Alors une conception moderne du bien-être alimentaire peut se construire sur la complémentarité des deux composantes hédonique et eudémonique, citées ci-dessus. C’est ce que nous avons entrepris à l’occasion du premier colloque international « Alimentation et bien-être », qui s’est tenu le 18 juin à Milan, dans le cadre de l’Exposition universelle, sous l’égide du pavillon France et avec le soutien de partenaires particulièrement impliqués dans la problématique (7).

Contexte du repas et bien-être : environnement et rituel
Contexte du repas et bien-être :
environnement et rituel.

Le colloque, trilingue, a été conçu en partenariat entre l’Institut polytechnique LaSalle Beauvais (8), le centre de recherche de l’institut Paul Bocuse et l’Institut européen d’histoire et des cultures de l’alimentation (9). La structure du colloque a été construite sur ce qu’on peut appeler « l’ascenseur du bien-être alimentaire », qui passe par trois niveaux d’élaboration :

1. Les produits et leurs effets physiologiques, métaboliques et épigénétiques sur l’individu.

2. Le contexte du repas et le bien-être : environnement et rituel.

3. Les représentations historiques et sociologiques du bien-manger/bien-être.

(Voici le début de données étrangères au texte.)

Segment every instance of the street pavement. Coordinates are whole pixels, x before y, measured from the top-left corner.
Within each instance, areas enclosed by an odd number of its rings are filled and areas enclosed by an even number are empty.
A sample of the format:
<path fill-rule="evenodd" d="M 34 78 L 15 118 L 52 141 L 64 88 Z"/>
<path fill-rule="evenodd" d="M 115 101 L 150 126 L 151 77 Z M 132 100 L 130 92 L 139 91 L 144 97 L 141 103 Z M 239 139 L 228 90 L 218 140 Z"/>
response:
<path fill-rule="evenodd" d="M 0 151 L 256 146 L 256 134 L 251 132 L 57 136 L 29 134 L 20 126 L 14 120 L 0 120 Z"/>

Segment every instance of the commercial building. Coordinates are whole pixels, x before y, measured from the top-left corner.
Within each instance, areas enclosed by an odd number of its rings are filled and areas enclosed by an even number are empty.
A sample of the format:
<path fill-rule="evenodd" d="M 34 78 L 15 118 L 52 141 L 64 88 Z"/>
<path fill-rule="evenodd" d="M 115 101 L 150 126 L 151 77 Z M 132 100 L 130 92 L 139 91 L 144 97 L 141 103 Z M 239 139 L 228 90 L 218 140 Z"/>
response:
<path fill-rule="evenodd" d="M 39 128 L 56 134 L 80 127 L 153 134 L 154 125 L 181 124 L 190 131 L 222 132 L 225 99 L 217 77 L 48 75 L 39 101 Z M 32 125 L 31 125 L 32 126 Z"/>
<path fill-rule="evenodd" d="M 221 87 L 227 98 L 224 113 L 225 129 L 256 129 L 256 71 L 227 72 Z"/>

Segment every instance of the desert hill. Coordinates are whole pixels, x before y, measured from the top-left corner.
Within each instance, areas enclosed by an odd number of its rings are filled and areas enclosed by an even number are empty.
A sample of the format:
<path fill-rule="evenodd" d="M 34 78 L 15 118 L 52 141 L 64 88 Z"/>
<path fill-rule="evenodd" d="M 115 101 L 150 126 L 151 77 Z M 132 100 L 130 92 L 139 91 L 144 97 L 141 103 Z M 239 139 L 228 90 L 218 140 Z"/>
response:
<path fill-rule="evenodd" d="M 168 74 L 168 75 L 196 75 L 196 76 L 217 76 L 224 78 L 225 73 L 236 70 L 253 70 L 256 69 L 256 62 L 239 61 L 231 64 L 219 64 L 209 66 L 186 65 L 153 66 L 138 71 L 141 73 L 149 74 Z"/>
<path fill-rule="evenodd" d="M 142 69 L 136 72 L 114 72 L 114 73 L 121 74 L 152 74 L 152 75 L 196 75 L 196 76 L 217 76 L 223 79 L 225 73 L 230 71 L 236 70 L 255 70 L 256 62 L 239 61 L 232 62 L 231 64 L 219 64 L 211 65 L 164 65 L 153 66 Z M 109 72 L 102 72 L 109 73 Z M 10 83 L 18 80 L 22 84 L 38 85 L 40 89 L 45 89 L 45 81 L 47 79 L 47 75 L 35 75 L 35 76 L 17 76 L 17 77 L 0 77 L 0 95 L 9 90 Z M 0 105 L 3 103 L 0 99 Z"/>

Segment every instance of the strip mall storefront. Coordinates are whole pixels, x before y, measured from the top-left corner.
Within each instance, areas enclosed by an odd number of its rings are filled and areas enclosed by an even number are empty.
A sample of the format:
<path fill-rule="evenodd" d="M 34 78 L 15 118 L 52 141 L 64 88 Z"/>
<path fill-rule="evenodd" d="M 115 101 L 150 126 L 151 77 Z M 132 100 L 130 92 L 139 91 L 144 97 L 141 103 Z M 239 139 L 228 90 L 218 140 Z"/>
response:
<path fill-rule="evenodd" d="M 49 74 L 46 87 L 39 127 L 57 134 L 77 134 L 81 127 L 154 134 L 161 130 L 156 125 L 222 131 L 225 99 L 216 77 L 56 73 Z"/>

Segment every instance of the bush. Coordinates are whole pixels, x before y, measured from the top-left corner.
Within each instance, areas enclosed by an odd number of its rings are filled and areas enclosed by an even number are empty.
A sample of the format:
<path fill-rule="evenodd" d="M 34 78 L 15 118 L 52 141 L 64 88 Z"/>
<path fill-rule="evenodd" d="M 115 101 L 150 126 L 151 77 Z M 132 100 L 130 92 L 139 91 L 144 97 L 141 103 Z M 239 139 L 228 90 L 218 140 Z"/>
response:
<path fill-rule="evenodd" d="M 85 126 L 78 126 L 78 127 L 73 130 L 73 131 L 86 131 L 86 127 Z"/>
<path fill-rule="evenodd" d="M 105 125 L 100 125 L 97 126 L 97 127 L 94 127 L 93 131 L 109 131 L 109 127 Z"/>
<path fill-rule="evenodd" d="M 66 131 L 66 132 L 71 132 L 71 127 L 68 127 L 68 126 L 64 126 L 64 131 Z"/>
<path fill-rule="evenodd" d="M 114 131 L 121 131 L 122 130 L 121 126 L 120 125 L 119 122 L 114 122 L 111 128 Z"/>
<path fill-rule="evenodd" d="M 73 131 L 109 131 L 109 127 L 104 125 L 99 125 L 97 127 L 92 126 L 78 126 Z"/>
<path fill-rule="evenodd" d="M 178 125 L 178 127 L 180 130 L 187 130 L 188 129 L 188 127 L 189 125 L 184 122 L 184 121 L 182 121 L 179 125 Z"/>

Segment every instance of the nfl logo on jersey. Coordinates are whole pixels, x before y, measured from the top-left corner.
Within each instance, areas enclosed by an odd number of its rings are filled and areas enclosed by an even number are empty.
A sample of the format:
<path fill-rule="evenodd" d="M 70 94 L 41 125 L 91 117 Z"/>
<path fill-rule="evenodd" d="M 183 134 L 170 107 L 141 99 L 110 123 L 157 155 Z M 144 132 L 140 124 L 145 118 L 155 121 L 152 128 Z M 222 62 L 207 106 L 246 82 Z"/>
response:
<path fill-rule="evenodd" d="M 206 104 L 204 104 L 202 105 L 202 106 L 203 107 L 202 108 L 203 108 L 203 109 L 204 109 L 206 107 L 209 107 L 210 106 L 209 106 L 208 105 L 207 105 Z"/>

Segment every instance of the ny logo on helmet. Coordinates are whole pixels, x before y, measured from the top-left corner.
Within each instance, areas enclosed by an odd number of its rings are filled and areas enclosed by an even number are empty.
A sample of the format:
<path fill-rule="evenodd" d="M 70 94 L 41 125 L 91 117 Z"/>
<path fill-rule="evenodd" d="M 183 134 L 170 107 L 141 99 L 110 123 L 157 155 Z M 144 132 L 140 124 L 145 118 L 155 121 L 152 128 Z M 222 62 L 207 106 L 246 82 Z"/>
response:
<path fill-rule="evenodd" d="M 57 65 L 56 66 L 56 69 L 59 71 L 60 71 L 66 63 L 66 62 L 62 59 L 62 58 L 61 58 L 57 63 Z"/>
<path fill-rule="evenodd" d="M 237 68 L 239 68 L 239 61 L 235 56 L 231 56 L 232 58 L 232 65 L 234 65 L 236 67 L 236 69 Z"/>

L’intérêt de cette triple approche est qu’elle renouvelle et permet d’approcher précisément et complètement, en interdisciplinarité, les drivers du bien-être alimentaire. Selon une étude Ipsos de 2014 (10), lorsqu’on leur demandait de classer les secteurs contributeurs du bien-être, c’est l’alimentation (59 %) que les Français plaçaient en tête, devant les loisirs, les transports, les produits technologiques et les cosmétiques. Il est à noter que dans cette enquête, le classement était très imprégné par les items liés au plaisir, à la convivialité, à l’estime de soi et à la santé : on retrouve là les éléments des deux premiers niveaux de notre « ascenseur du bien-être », les seuls directement accessibles par les répondants dans le déclaratif d’une enquête. Tout ceci montre qu’il y a un potentiel moderne dans le bien-être alimentaire : et si subitement, pour la recherche, l’innovation et les marchés alimentaires, pour la R&D et le marketing, s’ouvrait une nouvelle piste de réflexion et d’innovation, une piste comme on n’en ouvre que tous les trente ans ? Si, tout d’un coup, on séparait le « bien-être » de la « santé » dans les concepts alimentaires (produits et services)… Si soudain on n’associait plus automatiquement ces deux vertus, en se détachant – en exploratoire – de l’option prise par l’OMS en 1946 ? Le discours des marques, leur territoire spécifique, les attributs des produits, le cahier des charges de la R&D peuvent désormais, au regard des progrès des sciences du vivant, de la sociologie, de l’histoire et de l’appréhension des cultures, bénéficier d’un nouvel essor. Elles le pourront d’autant plus si elles associent les « services du bien-être » aux produits. On peut imaginer que la France et l’Italie, grâce à leur histoire et leur culture, en seront les premiers territoires de conquête.
 

Notes

(1) Organisation mondiale de la santé.
(2) Autorité européenne de sécurité des aliments.
(3) Règlement 1924/2006 – Article 10.
(4) Cahiers statistiques de l’OCDE, Les Indicateurs alternatifs du bien-être, septembre 2006, n° 11.
(5) Cahier de recherche du Credoc, L’Évolution du bien-être en France depuis 30 ans, décembre 2012, n° 298.
(6) Ed Diener, « Subjective Well-Being », in Psychological Bulletin, 1984.
(7) Bonduelle, Coca-Cola France, Région Picardie, SIAL 2016.
(8) www.lasalle-beauvais.fr
(9) Fondation abritée par l’Institut de France. Université de Tours.
(10) Ipsos, étude accessible par www.ipsos.fr/decrypter-societe/2014-06-17-bien-etre-durable-francais-demandent-aux-marques-plus-vertu-et-d-empathie, 17 Juin 2014.